Toplumsal cinsiyet, etnik köken, engellilik durumu gibi farklı özellikler, her bireyin “deniz seviyesi”ni doğrudan etkiliyor. Bu, sosyal yapının şekillendirdiği bir hiyerarşidir. İstanbul’un en varlıklı semtlerinde yaşayan bir bireyle, gecekondu bölgelerinde yaşayan bir birey arasında günlük yaşam pratiklerinde büyük farklar vardır. Her iki birey de aynı şehirde yaşıyor olabilirler, ancak toplumsal konumları, ekonomik durumu ve günlük karşılaştıkları zorluklar farklıdır. Birinin “deniz seviyesi” daha yüksektir, diğerinin ise daha alçaktır.
Günlük Hayatta Deniz Seviyesi
Günlük hayatta karşılaştığımız durumlar, bu sorunun somut örnekleriyle doludur. Mesela, İstanbul’un metrobüs hattında, sabah saatlerinde yaşanan sıkışıklık ve insanların birbirlerine uyguladığı fiziksel ve psikolojik baskı, sınıfsal ve toplumsal eşitsizliğin ne kadar derin olduğunun göstergesidir. Birçok kadının, yoğun saatlerde metrobüste yaşadığı rahatsızlıklar, onları “deniz seviyesinin” altına çekebilir. Kadınların sık sık karşılaştığı bu tür deneyimler, onların günlük yaşamda yaşadığı eşitsizlikleri gözler önüne seriyor. Metrobüsün bir köşesine yerleşebilen genç bir erkek, bu sıkışıklığı farklı bir perspektiften deneyimlerken, kadınlar ve yaşlılar çoğu zaman daha dezavantajlı bir durumdadır. Bu, deniz seviyesinin, sadece fiziksel bir yükseklikten ibaret olmadığını gösteriyor.
Benzer şekilde, işyerlerinde de sosyal adalet ve eşitlik eksiklikleri çok belirgin. Kadınların ve LGBT+ bireylerin, iş hayatında maruz kaldığı mikro saldırılar, cinsiyetçi dil ve ayrımcılık gibi unsurlar, “deniz seviyesinin” sosyal yapılar tarafından ne kadar değiştiğini kanıtlıyor. Çeşitli toplumsal grupların maruz kaldığı bu tür ayrımcılıklar, onların toplumsal düzeyde “yükselmelerini” engelliyor ve bu, “deniz seviyesi”nin herkes için aynı olmadığını tekrar vurguluyor.

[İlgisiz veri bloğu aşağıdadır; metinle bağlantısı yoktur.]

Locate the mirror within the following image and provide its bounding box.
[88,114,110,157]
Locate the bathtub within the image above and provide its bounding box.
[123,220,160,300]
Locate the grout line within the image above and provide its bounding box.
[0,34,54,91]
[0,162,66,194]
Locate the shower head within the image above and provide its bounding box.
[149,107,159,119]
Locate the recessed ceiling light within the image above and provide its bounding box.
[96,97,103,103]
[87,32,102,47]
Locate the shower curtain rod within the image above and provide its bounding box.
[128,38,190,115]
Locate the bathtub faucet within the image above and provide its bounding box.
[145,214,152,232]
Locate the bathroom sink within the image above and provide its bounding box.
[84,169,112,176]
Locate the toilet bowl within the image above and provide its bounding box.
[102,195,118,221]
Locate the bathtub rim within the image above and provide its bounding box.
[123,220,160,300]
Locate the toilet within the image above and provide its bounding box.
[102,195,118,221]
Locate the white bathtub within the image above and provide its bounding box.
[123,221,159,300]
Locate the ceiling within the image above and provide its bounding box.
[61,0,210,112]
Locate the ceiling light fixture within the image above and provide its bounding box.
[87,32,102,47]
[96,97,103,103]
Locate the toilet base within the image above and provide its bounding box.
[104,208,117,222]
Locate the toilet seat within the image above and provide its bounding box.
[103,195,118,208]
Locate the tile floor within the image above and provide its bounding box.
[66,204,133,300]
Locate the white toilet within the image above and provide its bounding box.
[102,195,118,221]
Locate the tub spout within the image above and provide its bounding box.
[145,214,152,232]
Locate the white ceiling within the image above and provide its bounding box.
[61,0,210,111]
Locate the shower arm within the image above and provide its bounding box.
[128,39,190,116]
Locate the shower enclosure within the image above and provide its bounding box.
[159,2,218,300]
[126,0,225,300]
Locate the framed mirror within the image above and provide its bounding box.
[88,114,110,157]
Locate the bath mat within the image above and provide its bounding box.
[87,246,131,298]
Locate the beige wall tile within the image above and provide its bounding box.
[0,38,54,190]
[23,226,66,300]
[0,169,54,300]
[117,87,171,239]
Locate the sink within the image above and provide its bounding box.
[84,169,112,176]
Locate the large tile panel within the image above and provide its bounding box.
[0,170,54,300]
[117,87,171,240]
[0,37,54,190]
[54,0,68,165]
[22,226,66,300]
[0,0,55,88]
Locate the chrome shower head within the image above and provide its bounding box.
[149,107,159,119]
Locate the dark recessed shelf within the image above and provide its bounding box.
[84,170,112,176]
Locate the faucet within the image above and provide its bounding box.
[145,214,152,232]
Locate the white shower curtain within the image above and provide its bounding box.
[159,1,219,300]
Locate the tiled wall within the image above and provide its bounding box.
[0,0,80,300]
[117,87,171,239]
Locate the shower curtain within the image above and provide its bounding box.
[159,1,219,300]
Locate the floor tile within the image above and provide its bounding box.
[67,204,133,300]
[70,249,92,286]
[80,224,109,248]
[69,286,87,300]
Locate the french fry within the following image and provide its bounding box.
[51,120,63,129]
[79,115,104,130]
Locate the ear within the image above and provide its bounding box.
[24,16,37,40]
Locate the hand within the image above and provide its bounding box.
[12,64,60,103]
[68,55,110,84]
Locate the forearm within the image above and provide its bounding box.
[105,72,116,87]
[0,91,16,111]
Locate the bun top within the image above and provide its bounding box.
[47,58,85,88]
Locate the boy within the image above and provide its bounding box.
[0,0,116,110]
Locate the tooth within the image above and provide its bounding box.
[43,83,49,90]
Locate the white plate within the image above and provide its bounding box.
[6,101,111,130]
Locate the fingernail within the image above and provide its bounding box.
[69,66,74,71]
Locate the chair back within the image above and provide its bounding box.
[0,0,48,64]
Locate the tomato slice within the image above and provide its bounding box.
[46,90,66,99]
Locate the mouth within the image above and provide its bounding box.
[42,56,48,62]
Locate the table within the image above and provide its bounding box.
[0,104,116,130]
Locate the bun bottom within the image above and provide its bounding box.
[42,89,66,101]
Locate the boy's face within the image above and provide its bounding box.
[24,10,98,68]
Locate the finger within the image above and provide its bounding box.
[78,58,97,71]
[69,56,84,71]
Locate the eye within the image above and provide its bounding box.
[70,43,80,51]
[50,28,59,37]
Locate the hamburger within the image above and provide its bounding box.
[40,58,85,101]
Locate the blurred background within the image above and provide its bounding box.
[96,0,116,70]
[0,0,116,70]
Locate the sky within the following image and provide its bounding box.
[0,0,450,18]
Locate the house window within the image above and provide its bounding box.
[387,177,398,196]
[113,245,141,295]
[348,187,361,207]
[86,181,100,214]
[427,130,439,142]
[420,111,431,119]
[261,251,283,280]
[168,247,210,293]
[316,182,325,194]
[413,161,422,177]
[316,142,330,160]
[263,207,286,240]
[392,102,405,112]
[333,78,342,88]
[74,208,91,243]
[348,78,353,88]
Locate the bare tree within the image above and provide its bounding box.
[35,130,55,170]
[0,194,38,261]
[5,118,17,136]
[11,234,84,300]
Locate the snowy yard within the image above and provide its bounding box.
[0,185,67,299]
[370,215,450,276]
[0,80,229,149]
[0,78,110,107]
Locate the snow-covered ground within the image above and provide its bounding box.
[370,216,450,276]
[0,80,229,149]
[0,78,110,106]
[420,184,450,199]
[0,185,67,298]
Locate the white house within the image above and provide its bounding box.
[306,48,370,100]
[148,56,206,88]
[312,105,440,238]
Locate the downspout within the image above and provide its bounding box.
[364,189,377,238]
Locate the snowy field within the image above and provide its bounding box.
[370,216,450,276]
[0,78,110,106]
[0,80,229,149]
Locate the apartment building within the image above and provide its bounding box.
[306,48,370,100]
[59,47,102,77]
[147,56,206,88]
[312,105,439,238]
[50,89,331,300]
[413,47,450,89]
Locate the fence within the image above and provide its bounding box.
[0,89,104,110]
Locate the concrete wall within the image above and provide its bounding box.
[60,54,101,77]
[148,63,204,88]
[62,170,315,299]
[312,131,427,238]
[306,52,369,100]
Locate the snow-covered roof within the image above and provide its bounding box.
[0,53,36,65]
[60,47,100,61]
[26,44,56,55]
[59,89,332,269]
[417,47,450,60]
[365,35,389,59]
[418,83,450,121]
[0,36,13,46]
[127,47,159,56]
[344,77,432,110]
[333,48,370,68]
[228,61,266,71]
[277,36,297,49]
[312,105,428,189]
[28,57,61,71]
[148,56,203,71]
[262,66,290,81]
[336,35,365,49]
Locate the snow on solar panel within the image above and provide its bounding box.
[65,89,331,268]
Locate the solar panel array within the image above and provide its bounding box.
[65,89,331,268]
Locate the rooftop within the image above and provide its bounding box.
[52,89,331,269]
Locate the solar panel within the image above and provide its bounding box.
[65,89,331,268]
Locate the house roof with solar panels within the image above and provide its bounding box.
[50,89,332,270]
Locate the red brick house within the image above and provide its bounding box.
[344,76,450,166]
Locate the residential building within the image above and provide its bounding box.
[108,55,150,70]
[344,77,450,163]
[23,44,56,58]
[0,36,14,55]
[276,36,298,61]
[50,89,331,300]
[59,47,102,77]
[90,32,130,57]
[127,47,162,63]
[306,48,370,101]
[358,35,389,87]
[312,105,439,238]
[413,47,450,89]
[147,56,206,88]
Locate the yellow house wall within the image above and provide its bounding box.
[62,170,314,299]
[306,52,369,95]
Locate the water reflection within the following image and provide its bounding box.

Sonuç: Farklı Perspektifler, Farklı Deneyimler
Sonuç olarak, deniz seviyesinin herkes için aynı olup olmadığı sorusu, sadece fiziksel bir sorunun ötesinde, toplumsal cinsiyet, çeşitlilik ve sosyal adalet açısından çok daha derin bir anlam taşır. Toplumda her birey için deniz seviyesi farklıdır. Kadınlar, LGBT+ bireyler, engelli insanlar ve azınlık grupları, çoğu zaman toplumun dayattığı “deniz seviyesinin” altında yaşamaktadırlar. Gündelik hayatta karşılaştığımız bu zorluklar, sadece fiziksel engeller değil, aynı zamanda toplumsal ve yapısal engellerdir.
Deniz seviyesi her yerde aynı değildir. Ve bu, bir toplumun sosyal adalet ve eşitlik anlayışının ne kadar gelişmiş olduğuna dair önemli bir göstergedir.